Case Study Template 1
... The translocation of proteins across membranes is a fundamental and essential process, achieved in every living cell by the ubiquitous Sec translocon. In bacteria, SecYEG and SecA associate to translocate proteins across the inner membrane post-translationally, powered by ATP and stimulated by the ...
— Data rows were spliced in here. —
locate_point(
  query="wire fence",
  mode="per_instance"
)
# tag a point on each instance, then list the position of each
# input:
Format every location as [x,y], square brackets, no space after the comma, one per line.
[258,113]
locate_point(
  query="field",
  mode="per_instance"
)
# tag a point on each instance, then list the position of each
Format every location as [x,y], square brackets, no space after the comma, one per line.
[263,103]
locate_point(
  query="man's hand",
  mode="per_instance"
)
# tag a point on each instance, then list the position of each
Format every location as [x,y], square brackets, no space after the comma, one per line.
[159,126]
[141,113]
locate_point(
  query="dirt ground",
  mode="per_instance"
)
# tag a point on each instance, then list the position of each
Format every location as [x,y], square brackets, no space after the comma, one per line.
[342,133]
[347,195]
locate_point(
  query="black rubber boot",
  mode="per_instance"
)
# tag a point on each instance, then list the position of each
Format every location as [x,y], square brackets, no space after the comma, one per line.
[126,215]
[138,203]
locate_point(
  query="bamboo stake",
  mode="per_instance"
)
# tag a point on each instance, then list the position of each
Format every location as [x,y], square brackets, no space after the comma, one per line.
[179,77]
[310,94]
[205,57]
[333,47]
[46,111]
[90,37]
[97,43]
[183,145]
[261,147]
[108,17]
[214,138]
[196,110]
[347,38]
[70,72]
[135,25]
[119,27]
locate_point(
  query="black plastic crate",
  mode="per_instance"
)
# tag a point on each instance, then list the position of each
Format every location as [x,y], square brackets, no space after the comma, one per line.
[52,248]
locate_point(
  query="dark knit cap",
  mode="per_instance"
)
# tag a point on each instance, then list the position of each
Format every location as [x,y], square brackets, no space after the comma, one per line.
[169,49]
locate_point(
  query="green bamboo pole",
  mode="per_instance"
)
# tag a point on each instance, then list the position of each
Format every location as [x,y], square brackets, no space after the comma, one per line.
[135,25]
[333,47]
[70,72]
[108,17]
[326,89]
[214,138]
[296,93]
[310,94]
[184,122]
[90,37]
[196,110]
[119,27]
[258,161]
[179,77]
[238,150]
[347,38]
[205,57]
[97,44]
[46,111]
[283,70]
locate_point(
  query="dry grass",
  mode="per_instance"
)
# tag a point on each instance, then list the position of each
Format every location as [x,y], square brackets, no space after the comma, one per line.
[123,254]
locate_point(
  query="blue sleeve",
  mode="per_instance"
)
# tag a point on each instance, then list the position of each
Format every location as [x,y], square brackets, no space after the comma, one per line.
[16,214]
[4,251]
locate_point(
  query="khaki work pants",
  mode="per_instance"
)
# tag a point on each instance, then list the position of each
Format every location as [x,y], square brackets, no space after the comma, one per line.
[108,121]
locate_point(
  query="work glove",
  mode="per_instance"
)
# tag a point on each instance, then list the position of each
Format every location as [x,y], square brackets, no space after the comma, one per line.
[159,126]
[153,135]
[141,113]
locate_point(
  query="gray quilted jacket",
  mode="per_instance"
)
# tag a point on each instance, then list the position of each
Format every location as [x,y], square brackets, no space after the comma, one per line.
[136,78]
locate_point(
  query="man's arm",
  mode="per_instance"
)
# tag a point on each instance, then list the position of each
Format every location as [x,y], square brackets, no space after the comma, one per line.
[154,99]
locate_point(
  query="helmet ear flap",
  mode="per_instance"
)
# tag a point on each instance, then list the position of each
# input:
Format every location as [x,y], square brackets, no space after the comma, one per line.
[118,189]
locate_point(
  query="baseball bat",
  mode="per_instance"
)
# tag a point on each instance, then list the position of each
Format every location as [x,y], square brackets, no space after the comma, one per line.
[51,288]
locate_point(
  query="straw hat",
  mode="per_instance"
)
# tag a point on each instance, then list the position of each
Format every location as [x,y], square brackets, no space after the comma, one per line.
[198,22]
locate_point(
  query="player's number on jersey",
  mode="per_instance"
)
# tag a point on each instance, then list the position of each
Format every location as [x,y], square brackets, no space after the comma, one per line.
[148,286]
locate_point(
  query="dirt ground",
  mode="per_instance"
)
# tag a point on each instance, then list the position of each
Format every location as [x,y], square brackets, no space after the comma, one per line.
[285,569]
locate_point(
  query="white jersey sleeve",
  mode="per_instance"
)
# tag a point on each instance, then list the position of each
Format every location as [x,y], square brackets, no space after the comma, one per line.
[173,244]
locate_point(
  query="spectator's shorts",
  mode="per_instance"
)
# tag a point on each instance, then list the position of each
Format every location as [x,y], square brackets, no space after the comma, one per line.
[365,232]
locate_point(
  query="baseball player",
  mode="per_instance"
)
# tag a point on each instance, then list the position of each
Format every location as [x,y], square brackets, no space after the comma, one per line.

... The translocation of proteins across membranes is a fundamental and essential process, achieved in every living cell by the ubiquitous Sec translocon. In bacteria, SecYEG and SecA associate to translocate proteins across the inner membrane post-translationally, powered by ATP and stimulated by the ...
Final Exam from S06
... T F The redox reactions that occur in the electron transport chains are endothermic reactions. T F Glycolysis is thought to be the most ancient pathway for the catabolism of glucose because it does not require O2. Which statement(s) are false about control of protein function by phosphorylation T F ...
... T F The redox reactions that occur in the electron transport chains are endothermic reactions. T F Glycolysis is thought to be the most ancient pathway for the catabolism of glucose because it does not require O2. Which statement(s) are false about control of protein function by phosphorylation T F ...
Oxidative phosphorylation
Oxidative phosphorylation (or OXPHOS in short) is the metabolic pathway in which the mitochondria in cells use their structure, enzymes, and energy released by the oxidation of nutrients to reform ATP. Although the many forms of life on earth use a range of different nutrients, ATP is the molecule that supplies energy to metabolism. Almost all aerobic organisms carry out oxidative phosphorylation. This pathway is probably so pervasive because it is a highly efficient way of releasing energy, compared to alternative fermentation processes such as anaerobic glycolysis.During oxidative phosphorylation, electrons are transferred from electron donors to electron acceptors such as oxygen, in redox reactions. These redox reactions release energy, which is used to form ATP. In eukaryotes, these redox reactions are carried out by a series of protein complexes within the inner membrane of the cell's mitochondria, whereas, in prokaryotes, these proteins are located in the cells' intermembrane space. These linked sets of proteins are called electron transport chains. In eukaryotes, five main protein complexes are involved, whereas in prokaryotes many different enzymes are present, using a variety of electron donors and acceptors.The energy released by electrons flowing through this electron transport chain is used to transport protons across the inner mitochondrial membrane, in a process called electron transport. This generates potential energy in the form of a pH gradient and an electrical potential across this membrane. This store of energy is tapped by allowing protons to flow back across the membrane and down this gradient, through a large enzyme called ATP synthase; this process is known as chemiosmosis. This enzyme uses this energy to generate ATP from adenosine diphosphate (ADP), in a phosphorylation reaction. This reaction is driven by the proton flow, which forces the rotation of a part of the enzyme; the ATP synthase is a rotary mechanical motor.Although oxidative phosphorylation is a vital part of metabolism, it produces reactive oxygen species such as superoxide and hydrogen peroxide, which lead to propagation of free radicals, damaging cells and contributing to disease and, possibly, aging (senescence). The enzymes carrying out this metabolic pathway are also the target of many drugs and poisons that inhibit their activities.